Full-duplex: simultaneous listening and speaking. Streaming neural audio codec (Mimi). Real-time capable on A100.
No native lip-sync data.
Pricing
Open weights — self-hosting cost only.
Sovereignty & Compliance
Full self-hosting under CC-BY 4.0. Commercial use allowed.
Data residency: Fully local when self-hosted.
Moshi (Kyutai) — Strategic Positioning
Beyond technical specs: where does this tool sit in the ecosystem, what are the risks and strategic implications for DigiDouble?

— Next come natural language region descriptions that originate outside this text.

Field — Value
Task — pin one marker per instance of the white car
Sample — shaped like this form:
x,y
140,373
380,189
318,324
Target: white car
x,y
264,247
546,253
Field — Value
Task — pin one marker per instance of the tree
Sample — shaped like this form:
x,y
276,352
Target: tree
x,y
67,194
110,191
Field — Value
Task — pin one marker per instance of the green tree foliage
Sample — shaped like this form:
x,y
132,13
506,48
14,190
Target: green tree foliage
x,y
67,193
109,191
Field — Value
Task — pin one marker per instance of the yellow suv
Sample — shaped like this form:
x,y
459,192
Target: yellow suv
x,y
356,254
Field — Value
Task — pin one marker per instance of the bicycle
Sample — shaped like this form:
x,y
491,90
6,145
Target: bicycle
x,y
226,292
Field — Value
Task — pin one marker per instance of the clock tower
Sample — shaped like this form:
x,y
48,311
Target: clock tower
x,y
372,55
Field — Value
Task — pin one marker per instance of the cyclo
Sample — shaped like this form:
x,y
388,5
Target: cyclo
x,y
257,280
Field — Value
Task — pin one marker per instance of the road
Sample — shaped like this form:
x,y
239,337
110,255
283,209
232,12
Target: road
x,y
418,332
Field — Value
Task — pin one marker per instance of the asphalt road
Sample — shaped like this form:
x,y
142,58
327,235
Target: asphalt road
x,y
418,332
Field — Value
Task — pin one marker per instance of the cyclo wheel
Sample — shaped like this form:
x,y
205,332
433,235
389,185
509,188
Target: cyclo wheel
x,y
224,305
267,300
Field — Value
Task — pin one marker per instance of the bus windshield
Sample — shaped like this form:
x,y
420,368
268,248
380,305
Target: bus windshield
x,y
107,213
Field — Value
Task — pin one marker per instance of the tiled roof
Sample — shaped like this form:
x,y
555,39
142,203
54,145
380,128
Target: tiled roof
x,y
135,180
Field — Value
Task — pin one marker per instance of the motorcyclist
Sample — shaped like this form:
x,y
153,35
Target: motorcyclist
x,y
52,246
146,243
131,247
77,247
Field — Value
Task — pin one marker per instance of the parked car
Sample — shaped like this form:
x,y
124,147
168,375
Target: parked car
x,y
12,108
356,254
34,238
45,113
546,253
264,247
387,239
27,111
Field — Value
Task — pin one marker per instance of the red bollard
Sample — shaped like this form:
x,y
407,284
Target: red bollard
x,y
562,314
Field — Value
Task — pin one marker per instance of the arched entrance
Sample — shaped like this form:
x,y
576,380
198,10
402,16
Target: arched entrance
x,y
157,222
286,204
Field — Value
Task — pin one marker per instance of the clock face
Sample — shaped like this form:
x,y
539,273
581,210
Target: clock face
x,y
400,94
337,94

Moshi is Kyutai's open-source breakthrough for real-time full-duplex voice AI — 160ms latency, EU-backed research, CC-BY-NC license. The future of natural voice interaction, available today for research.
A. Strategic Positioning
Target customer: Researcher / Developer — real-time duplex voice, French lab
Kyutai's full-duplex real-time voice AI — handles interruptions, overlapping speech, and natural conversation flow at 160ms latency.
B. Competitive Moat
- Full-duplex speech — handles interruptions and overlapping speech without turn-taking
- 160ms end-to-end latency — competitive with commercial real-time voice solutions
- €300M Kyutai research backing — long-term open-source commitment
Vulnerability: CC-BY-NC 4.0 license restricts commercial use. Research model — production readiness and enterprise support uncertain.

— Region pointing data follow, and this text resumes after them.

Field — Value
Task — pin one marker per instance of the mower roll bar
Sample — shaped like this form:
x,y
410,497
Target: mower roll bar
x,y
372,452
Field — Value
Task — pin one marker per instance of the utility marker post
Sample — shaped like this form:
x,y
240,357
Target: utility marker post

E. Strategic Questions for DigiDouble
Sovereignty fit
French lab, EU-aligned, self-hostable. CC-BY-NC restricts commercial use but research/prototype use is free and sovereign.
Build vs. Buy
Use for research/prototype (Phase 1). For Phase 2 commercial, negotiate license or use Apache 2.0 alternatives (Ultravox, Chatterbox).
Lock-in risk
Open-source CC-BY-NC — zero vendor lock-in for non-commercial. Commercial deployment requires license negotiation.
Roadmap alignment
Excellent for research and Phase 1. Phase 2 commercial deployment requires CC-BY-NC license resolution.
Data Freshness
Kyutai GitHub + research blog, 2024–2025
Update note: Moshi released Sep 2024 by Kyutai. CC-BY 4.0. Full-duplex S2S with inner monologue. 7B params. Self-hosted on GPU.